I find this way of thinking very appealing, particularly for its potential to compare the payoffs from competing development or philanthropic strategies. It's no surprise that we often let affinity and empathy obscure our thinking in these issues. By this I mean that we find it easier to contribute to our own communities and countries, even though there are often considerably greater needs once we cast our gaze slightly further afield. Rigorously collecting and evaluating data seems to offer a path to quantify the costs of myopic charitable giving.
As a result, I've been wrestling over the past few months with how to frame philanthropy as a form of investing. The aim should be to maximize the net present value of charitable giving. But there are two weaknesses with this approach. First, this sort of philanthropy is probably much easier for the very rich, who have the means to guide recipients into providing reams of data. My sense is that it is quite hard, as a small donor, to get much insight into the full working of organizations. And, second, the truth is that even if the data were available, I've struggled mightily with how to think about the incremental benefit of donor dollars, and the appropriate discount rate.
In his book The Life You Can Save, Peter Singer makes the point that "there are many organizations doing good work that offer opportunities worth supporting, and not knowing which is the very best shouldn't be an excuse for not giving to any of them." In fact, he goes so far as to argue that "some uncertainty about the impact of aid does not eliminate our obligation to give."
I disagree with the last assertion. If we have an obligation to give, we have an equal obligation to ensure that we are giving well. Angus Deaton disagrees at an even more fundamental level. In his book The Great Escape, he surprisingly denounces most forms of charitable giving, particularly foreign aid. "What surely ought to happen is what happened in the now-rich world, where countries developed in their own way, in their own time, under their own political and economic structures... We need to let poor people help themselves and get out of the way - or more positively, stop doing things that are obstructing them."
Yet he doesn't think all forms of giving are unhelpful. Deaton goes on to make two distinctive arguments for giving to universities. I've often thought of giving to universities (especially one's own alma mater) as a form of vanity giving, particularly with the thriving endowments many universities have today. But Deaton makes two good counter-arguments:
1) "As the economist Jagdish Bhagwati has argued, it is hard to think of substantial increases in aid being spent effectively in Africa. But it is not so hard to think of more aid being spent productively elsewhere for Africa." In particular, Deaton suggest funding basic research on health and agriculture.

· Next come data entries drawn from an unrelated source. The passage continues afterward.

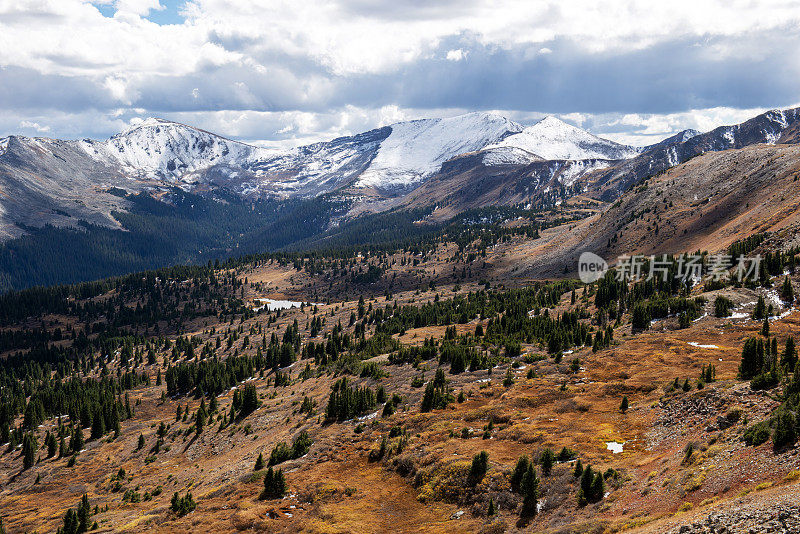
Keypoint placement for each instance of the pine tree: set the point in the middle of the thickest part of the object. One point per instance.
(529, 488)
(274, 484)
(519, 471)
(752, 359)
(578, 471)
(789, 356)
(249, 400)
(480, 463)
(84, 514)
(760, 311)
(76, 444)
(787, 293)
(52, 445)
(29, 448)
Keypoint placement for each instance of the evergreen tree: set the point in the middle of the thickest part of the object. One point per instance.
(529, 488)
(578, 471)
(519, 471)
(274, 484)
(752, 359)
(29, 448)
(52, 445)
(787, 293)
(480, 463)
(249, 400)
(789, 356)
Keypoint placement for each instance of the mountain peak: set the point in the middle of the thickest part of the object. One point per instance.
(553, 139)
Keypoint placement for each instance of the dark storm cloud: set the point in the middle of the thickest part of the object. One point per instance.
(668, 77)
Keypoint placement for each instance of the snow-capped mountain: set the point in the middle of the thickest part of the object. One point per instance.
(416, 149)
(767, 128)
(157, 148)
(554, 139)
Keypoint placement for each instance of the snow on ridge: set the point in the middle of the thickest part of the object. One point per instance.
(508, 155)
(417, 149)
(157, 147)
(553, 139)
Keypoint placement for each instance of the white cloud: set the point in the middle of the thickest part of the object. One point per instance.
(291, 72)
(456, 55)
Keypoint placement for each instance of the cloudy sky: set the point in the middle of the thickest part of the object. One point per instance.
(291, 72)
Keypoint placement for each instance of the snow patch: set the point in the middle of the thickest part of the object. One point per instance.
(417, 149)
(552, 139)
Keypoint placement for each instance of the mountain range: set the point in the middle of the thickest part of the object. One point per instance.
(198, 195)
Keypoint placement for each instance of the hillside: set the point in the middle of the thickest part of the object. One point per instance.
(403, 468)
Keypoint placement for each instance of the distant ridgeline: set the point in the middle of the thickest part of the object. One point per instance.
(193, 229)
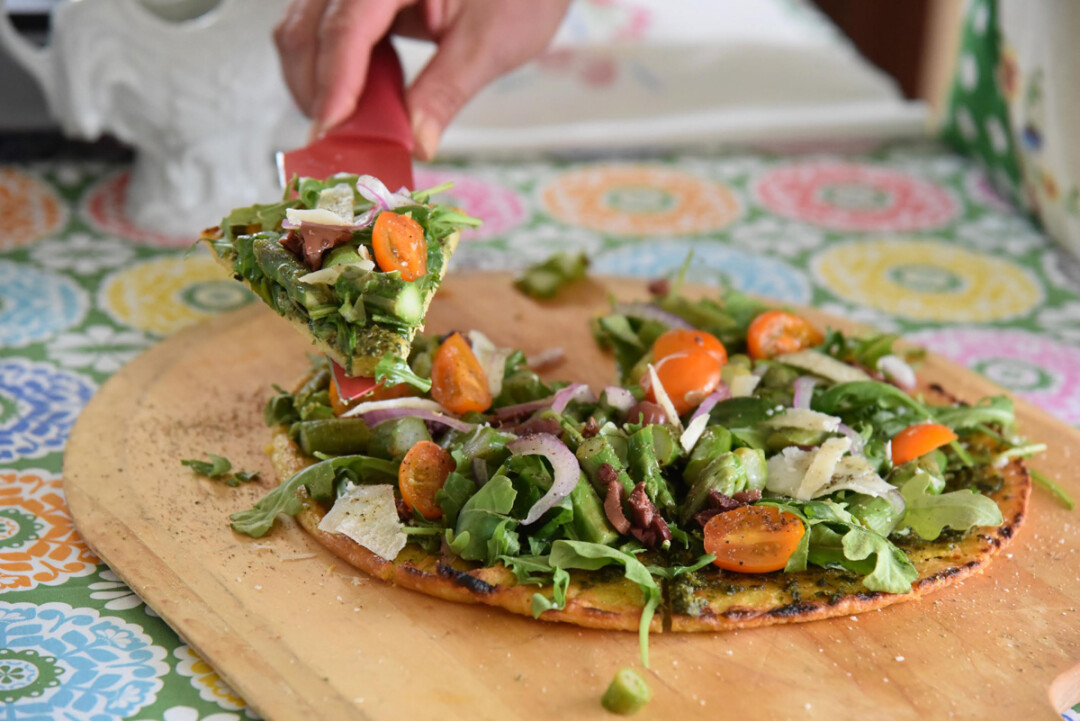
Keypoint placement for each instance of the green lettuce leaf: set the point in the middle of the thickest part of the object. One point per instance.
(929, 514)
(592, 556)
(485, 530)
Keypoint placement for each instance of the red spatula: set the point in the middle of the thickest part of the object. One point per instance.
(376, 139)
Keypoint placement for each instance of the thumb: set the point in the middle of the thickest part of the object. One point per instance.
(456, 72)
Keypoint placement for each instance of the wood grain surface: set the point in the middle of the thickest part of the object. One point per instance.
(301, 636)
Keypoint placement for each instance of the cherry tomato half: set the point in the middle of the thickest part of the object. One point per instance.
(400, 245)
(753, 539)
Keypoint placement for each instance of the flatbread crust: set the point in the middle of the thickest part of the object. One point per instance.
(378, 340)
(711, 599)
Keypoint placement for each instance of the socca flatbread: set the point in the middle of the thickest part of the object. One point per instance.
(710, 599)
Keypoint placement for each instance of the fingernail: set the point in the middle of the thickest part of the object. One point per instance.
(426, 135)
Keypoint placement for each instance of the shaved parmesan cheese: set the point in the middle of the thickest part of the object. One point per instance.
(896, 370)
(743, 385)
(822, 466)
(368, 515)
(804, 418)
(329, 275)
(692, 433)
(337, 200)
(826, 366)
(854, 473)
(419, 404)
(491, 358)
(318, 216)
(805, 475)
(785, 471)
(665, 403)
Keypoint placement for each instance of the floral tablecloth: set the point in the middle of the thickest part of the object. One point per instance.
(899, 236)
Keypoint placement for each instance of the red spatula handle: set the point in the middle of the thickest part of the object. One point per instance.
(376, 139)
(380, 112)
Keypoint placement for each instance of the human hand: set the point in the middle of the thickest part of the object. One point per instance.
(325, 46)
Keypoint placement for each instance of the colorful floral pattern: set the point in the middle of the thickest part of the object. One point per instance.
(714, 264)
(38, 542)
(29, 209)
(109, 297)
(81, 254)
(499, 207)
(639, 200)
(164, 295)
(1034, 367)
(57, 662)
(104, 208)
(36, 304)
(927, 281)
(205, 679)
(855, 198)
(99, 348)
(38, 407)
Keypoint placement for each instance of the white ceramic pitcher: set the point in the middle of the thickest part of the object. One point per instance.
(193, 85)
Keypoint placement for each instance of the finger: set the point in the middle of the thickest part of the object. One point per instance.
(296, 39)
(347, 33)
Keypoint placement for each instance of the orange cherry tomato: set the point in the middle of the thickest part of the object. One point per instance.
(753, 539)
(421, 474)
(919, 439)
(687, 379)
(458, 381)
(775, 332)
(682, 340)
(400, 245)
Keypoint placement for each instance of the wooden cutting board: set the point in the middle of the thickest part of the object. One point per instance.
(301, 636)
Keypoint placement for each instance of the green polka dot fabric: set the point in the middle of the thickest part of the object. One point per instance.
(906, 237)
(977, 117)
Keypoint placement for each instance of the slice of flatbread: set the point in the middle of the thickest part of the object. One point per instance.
(373, 340)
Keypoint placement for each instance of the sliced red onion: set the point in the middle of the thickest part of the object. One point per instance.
(895, 500)
(545, 359)
(376, 192)
(647, 312)
(408, 402)
(360, 222)
(721, 393)
(377, 417)
(898, 371)
(480, 471)
(804, 391)
(856, 440)
(578, 392)
(563, 462)
(619, 398)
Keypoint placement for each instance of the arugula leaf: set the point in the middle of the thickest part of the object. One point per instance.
(454, 494)
(216, 467)
(928, 514)
(561, 582)
(392, 370)
(893, 573)
(835, 539)
(484, 526)
(545, 279)
(592, 556)
(320, 479)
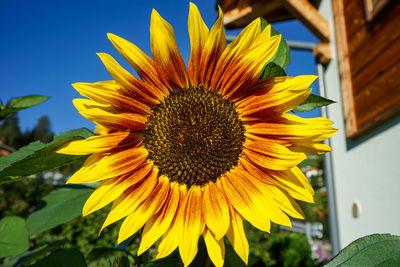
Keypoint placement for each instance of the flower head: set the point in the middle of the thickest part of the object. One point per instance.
(191, 152)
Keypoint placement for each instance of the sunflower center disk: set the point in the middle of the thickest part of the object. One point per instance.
(194, 136)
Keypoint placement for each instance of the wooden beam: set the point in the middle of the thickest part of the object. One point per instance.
(323, 53)
(344, 69)
(308, 14)
(257, 9)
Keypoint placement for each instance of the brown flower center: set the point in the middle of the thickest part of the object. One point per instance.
(194, 136)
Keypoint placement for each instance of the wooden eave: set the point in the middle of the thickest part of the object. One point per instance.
(239, 13)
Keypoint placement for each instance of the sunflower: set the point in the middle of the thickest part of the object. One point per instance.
(190, 152)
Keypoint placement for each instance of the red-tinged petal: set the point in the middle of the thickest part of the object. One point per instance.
(198, 33)
(237, 236)
(215, 210)
(192, 224)
(111, 189)
(145, 210)
(127, 203)
(160, 222)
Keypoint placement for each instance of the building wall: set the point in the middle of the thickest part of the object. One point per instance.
(366, 169)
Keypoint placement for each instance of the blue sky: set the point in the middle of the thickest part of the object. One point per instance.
(48, 45)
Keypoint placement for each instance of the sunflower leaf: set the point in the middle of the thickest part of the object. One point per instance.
(68, 199)
(282, 56)
(14, 237)
(272, 70)
(372, 250)
(313, 102)
(20, 103)
(63, 258)
(37, 157)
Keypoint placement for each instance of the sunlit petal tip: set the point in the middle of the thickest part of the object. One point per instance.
(243, 166)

2) "The effects of migration of poverty reduction dwarf those of free trade... A helpful type of temporary migration is to provide undergraduate and graduate scholarships to the West, especially for Africans. With luck, these students will develop in a way that is independent of aid agencies or of their domestic regimes." (In similar fashion, see Michael Clemens on why migration should be a major part of the UN's Sustainable Development Goals).

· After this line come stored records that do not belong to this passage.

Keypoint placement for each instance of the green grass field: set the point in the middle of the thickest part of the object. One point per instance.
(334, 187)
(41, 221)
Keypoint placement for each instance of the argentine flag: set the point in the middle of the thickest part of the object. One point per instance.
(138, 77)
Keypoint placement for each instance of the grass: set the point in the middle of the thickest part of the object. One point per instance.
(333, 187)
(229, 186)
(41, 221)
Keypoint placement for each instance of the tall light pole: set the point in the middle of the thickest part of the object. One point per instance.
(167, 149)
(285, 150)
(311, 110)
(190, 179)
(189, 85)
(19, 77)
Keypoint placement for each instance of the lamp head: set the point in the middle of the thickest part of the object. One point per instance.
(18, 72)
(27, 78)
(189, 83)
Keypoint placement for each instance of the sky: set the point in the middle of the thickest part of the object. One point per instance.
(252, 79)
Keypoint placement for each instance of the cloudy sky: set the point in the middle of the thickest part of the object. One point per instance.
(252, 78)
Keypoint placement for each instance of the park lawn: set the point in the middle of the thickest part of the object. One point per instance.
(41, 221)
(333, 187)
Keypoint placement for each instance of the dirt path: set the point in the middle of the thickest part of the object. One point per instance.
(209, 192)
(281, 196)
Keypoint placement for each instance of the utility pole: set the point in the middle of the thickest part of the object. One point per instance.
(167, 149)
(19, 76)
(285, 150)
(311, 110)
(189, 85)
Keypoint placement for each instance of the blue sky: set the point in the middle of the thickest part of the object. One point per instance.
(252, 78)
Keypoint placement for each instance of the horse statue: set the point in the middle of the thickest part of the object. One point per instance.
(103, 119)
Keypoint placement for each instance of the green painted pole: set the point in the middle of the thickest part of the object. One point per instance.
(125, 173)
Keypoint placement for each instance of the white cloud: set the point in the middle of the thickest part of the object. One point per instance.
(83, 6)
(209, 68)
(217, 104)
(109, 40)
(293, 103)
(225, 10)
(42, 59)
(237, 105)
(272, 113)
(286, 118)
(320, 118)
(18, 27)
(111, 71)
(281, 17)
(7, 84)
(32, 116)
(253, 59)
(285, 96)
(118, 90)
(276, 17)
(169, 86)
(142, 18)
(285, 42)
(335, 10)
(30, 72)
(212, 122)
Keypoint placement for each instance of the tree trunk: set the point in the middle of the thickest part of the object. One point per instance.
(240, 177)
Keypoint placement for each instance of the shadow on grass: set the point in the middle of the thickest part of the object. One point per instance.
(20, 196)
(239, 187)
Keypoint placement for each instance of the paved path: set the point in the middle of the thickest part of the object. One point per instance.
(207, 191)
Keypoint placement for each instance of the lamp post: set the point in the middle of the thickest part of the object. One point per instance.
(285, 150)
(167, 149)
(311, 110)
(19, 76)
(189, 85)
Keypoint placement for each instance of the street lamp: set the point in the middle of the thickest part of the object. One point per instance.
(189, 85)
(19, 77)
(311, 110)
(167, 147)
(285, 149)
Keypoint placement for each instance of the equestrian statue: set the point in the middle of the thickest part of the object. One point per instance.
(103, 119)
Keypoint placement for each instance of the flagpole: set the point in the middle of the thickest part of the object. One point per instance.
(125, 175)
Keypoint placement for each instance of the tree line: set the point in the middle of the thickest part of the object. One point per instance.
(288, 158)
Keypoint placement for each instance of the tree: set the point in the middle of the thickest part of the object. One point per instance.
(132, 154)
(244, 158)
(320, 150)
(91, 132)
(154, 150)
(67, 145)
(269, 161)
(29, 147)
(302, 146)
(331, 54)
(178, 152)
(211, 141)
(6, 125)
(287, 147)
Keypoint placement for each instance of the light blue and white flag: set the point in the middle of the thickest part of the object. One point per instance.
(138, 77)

More importantly, perhaps, the notion of doing the most good with any specific type of giving is probably unnecessary. One of the basic tenets of investing is diversification. Similarly, it probably makes sense to think of charitable giving as a portfolio, mixing bets of different individual risk, reward, and with little overlap (i.e. low covariance).

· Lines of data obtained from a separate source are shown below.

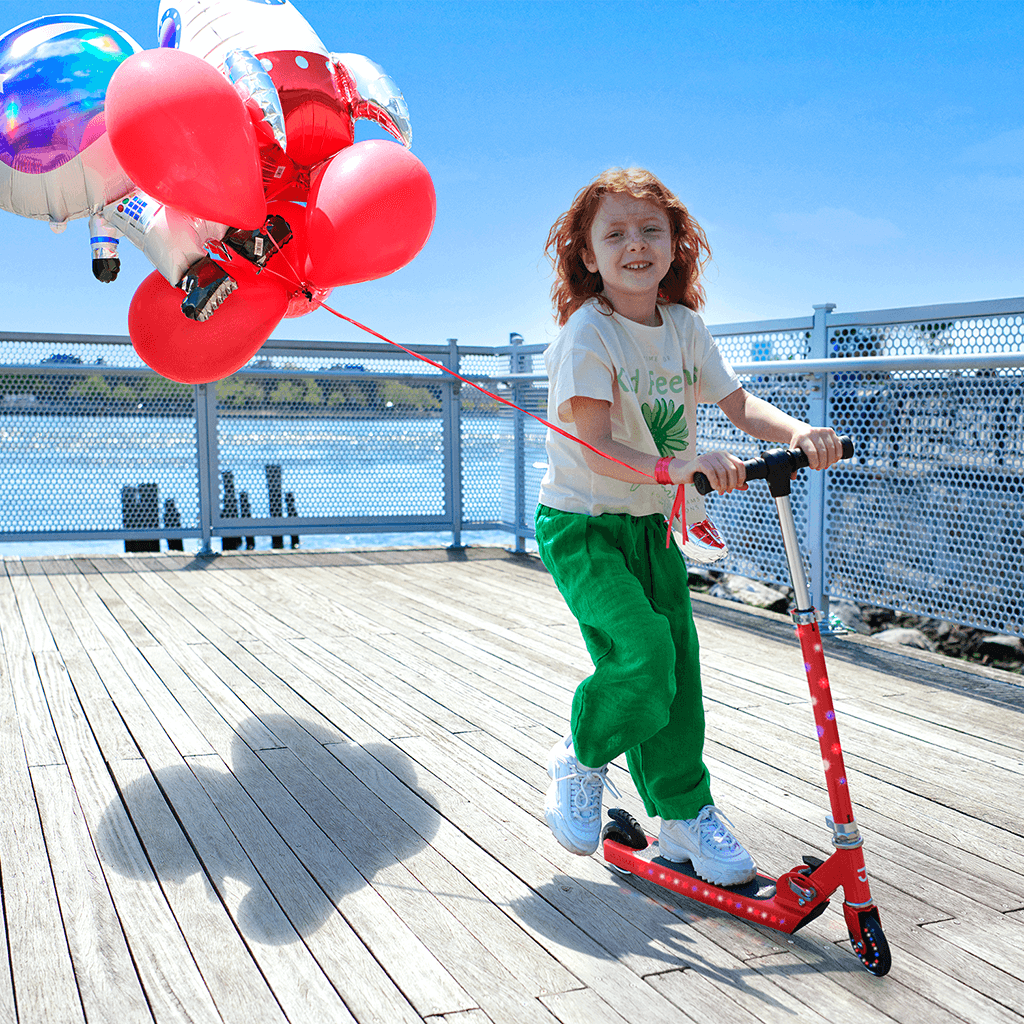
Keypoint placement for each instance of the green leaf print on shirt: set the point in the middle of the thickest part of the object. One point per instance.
(667, 424)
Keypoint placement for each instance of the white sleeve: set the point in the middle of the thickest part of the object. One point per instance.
(581, 368)
(717, 379)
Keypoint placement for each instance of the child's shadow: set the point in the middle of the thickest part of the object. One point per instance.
(345, 812)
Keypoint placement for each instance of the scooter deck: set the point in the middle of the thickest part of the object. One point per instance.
(754, 901)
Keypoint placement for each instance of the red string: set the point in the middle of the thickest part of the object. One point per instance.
(678, 506)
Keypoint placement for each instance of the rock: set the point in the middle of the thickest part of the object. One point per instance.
(999, 648)
(751, 592)
(850, 615)
(906, 638)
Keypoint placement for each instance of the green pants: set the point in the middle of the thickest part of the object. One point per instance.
(631, 597)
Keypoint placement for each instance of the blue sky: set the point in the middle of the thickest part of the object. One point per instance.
(869, 155)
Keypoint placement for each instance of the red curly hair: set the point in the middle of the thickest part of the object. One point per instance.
(570, 236)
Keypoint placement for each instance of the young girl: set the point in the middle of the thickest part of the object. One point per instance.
(626, 373)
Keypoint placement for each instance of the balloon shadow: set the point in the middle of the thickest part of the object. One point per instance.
(345, 811)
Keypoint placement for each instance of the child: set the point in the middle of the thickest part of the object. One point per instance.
(626, 373)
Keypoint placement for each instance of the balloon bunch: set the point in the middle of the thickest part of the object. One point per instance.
(231, 165)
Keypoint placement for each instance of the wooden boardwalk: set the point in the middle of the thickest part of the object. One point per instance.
(307, 787)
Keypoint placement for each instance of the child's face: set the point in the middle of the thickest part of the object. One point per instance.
(631, 246)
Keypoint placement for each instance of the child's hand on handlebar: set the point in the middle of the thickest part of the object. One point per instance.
(820, 444)
(725, 471)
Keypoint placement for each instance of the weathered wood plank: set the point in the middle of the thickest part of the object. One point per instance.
(349, 750)
(108, 984)
(43, 978)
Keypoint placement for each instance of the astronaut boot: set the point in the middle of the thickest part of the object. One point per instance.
(206, 285)
(105, 268)
(258, 247)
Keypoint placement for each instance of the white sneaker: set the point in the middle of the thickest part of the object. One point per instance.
(572, 805)
(709, 845)
(704, 543)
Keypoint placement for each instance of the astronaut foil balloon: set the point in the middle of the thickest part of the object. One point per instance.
(226, 154)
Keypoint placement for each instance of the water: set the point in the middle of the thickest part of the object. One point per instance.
(66, 473)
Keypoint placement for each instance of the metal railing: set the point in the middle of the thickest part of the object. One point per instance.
(327, 437)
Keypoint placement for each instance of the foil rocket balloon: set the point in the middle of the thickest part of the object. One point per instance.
(227, 156)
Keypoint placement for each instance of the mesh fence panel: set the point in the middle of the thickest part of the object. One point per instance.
(337, 438)
(346, 442)
(88, 443)
(928, 520)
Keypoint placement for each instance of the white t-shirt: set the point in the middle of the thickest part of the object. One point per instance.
(653, 377)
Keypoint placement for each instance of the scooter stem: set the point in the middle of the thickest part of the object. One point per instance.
(792, 545)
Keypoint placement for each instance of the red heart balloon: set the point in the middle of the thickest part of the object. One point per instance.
(184, 350)
(183, 135)
(370, 211)
(290, 262)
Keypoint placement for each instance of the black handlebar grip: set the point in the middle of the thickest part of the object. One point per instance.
(757, 469)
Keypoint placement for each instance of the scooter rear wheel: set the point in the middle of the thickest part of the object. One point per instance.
(871, 946)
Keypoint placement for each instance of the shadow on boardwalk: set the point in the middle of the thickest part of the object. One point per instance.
(286, 786)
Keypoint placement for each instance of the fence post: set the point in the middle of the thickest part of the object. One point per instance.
(518, 365)
(453, 448)
(816, 414)
(206, 444)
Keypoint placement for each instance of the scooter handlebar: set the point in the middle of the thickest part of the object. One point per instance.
(758, 469)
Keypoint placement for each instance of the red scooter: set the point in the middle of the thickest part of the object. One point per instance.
(802, 894)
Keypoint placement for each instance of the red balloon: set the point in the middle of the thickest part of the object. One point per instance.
(370, 211)
(184, 350)
(183, 135)
(289, 264)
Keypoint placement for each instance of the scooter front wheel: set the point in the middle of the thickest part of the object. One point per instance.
(870, 944)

Finally, just as I wouldn't suggest a complete novice spend his time on security analysis or asset allocation, perhaps novice donors don't need to spend copious amounts of time dissecting philanthropic organizations. Intermediaries such as GiveWell have made it easier to learn about NGOs who are doing important work.
These may not seem like the most exciting, or even the most personally satisfying forms of philanthropy. But just as disciplined investing isn't always exciting, I'm starting to believe that philanthropy can quite reasonably be seen as a way to combine a rigorous view of individual organizations with the benefits of diversification to obtain the best long-run outcome with one's giving.